Jack Edwards (Hong Kong) - Trivia

Trivia

  • It took him 45 years to write his book Banzai You Bastards!.
  • The first translator of his book, the Japanese journalist Shinji Nagino, was murdered in Montreal with two-thirds of the way to go.
  • After being requested by Diana, Princess of Wales to find the grave of Major-General Merton Beckwith-Smith, the father of Princess Diana's lady-in-waiting who had died as a POW in Japan, Edwards managed to locate it.
  • In 1981 the National Film Board of Canada released A War Story: Based on the Diaries of Dr. Ben Wheeler, docudrama produced, written, and directed by Anne Wheeler who's father was the Canadian doctor in the Kinkasekihe camp. Jack Edwards was a featured commentator in the film, along with several other former POWs who were interviewed in the documentary.
  • In 2000, a memorial was erected in Kinkaseki to which Edwards returned for the second time with the help of a grant of £10,000 from the British Government.
  • Edwards and his other POW survivors escaped impending death at the hands of their Japanese captors by a mere two days due to the dropping of the two American atomic bombs at Hiroshima and Nagasaki.

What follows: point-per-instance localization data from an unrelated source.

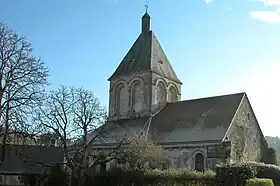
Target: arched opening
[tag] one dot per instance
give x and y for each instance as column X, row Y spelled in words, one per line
column 161, row 93
column 199, row 162
column 172, row 94
column 120, row 106
column 137, row 96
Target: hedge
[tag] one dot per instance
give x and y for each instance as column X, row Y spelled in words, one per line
column 234, row 174
column 259, row 182
column 168, row 177
column 266, row 171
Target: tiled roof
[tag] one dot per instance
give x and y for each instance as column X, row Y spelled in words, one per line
column 205, row 119
column 196, row 120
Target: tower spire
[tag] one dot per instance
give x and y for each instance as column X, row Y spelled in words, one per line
column 146, row 20
column 146, row 6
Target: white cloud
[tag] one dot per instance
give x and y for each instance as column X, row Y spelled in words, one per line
column 271, row 2
column 270, row 17
column 207, row 1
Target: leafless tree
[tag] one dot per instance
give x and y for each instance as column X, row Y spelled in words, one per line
column 22, row 81
column 73, row 114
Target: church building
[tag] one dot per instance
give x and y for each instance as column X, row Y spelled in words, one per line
column 145, row 95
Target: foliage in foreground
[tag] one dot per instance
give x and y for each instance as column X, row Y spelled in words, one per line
column 266, row 171
column 155, row 177
column 234, row 174
column 259, row 182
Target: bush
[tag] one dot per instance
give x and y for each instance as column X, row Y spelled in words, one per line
column 234, row 174
column 259, row 182
column 155, row 177
column 267, row 171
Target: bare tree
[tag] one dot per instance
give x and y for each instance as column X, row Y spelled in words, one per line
column 73, row 114
column 22, row 81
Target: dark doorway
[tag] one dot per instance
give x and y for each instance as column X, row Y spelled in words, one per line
column 199, row 162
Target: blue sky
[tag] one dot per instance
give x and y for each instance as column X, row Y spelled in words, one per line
column 216, row 47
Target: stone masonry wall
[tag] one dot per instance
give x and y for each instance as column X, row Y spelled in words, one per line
column 247, row 140
column 142, row 97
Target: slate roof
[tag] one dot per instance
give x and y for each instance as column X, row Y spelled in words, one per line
column 196, row 120
column 32, row 159
column 204, row 119
column 146, row 54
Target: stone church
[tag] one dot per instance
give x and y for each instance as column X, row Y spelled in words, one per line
column 145, row 95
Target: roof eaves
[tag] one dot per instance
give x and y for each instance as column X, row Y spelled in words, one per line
column 228, row 129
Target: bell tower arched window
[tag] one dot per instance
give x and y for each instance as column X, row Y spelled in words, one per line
column 172, row 94
column 136, row 96
column 199, row 162
column 161, row 93
column 120, row 106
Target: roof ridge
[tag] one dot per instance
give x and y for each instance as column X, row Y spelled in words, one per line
column 209, row 97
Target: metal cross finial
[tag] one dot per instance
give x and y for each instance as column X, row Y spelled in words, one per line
column 146, row 5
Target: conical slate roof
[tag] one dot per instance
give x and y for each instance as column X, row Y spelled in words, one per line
column 146, row 54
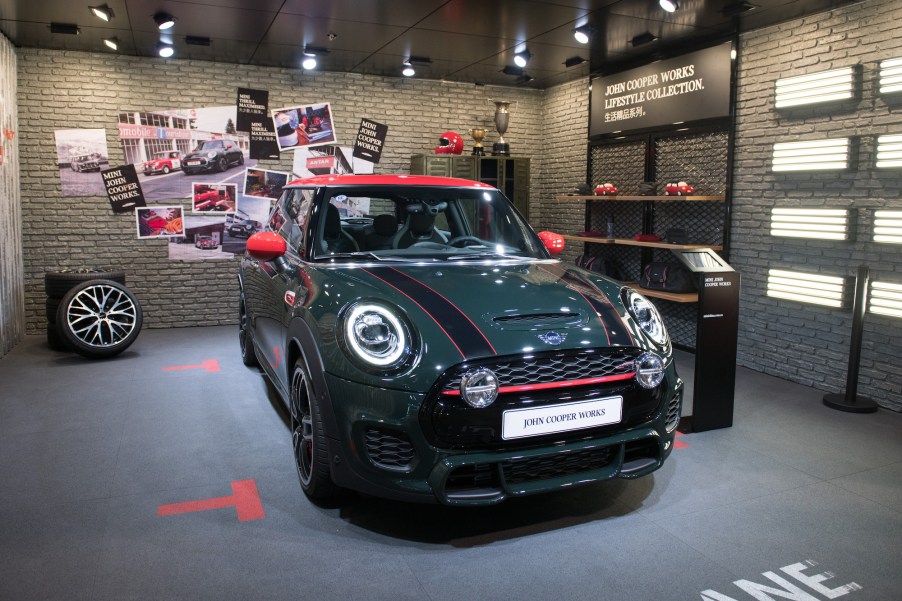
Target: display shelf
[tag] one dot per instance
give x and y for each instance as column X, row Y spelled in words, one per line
column 644, row 198
column 631, row 242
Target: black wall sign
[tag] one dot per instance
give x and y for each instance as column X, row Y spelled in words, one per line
column 370, row 140
column 687, row 88
column 253, row 117
column 122, row 188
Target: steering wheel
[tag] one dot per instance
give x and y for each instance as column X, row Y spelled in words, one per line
column 464, row 240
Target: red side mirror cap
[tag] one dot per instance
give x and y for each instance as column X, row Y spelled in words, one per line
column 266, row 246
column 553, row 242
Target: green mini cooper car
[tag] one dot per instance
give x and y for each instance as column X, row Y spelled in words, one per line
column 429, row 347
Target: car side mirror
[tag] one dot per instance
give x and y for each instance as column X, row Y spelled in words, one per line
column 266, row 246
column 553, row 241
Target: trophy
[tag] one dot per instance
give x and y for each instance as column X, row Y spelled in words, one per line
column 502, row 115
column 478, row 134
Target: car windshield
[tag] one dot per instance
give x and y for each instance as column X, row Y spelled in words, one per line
column 420, row 223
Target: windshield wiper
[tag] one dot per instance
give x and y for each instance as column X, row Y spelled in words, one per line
column 359, row 255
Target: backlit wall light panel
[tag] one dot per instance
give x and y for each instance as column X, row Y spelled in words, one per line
column 812, row 155
column 886, row 299
column 889, row 151
column 891, row 76
column 811, row 288
column 821, row 224
column 826, row 86
column 888, row 227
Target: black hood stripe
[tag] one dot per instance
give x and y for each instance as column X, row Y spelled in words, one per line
column 616, row 330
column 460, row 329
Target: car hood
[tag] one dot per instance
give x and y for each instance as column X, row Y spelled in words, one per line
column 471, row 311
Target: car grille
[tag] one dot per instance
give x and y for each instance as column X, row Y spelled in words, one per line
column 556, row 368
column 389, row 450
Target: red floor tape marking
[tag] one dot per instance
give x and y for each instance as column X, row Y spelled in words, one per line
column 211, row 365
column 244, row 498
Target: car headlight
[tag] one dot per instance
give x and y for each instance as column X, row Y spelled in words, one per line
column 375, row 335
column 646, row 316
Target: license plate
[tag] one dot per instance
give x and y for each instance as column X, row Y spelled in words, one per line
column 520, row 423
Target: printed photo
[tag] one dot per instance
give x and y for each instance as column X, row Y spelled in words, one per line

  • When American aircraft began to drop supplies into Edwards' POW camp near the end of the war, several POWs and civilians were killed by the supplies which were dropped too low for their parachutes to work. Edwards was the only one to know flag semaphore in the camp as he had learned it in the Boys' Brigade. As Edwards frantically signalled "Don't Drop" the American aircraft circling overhead was about to drop supplies on top of him until the crew realised Edwards' signals. Interestingly, there was only one crew member on the aircraft who could read semaphore and he had learned it in the Boy Scouts of America.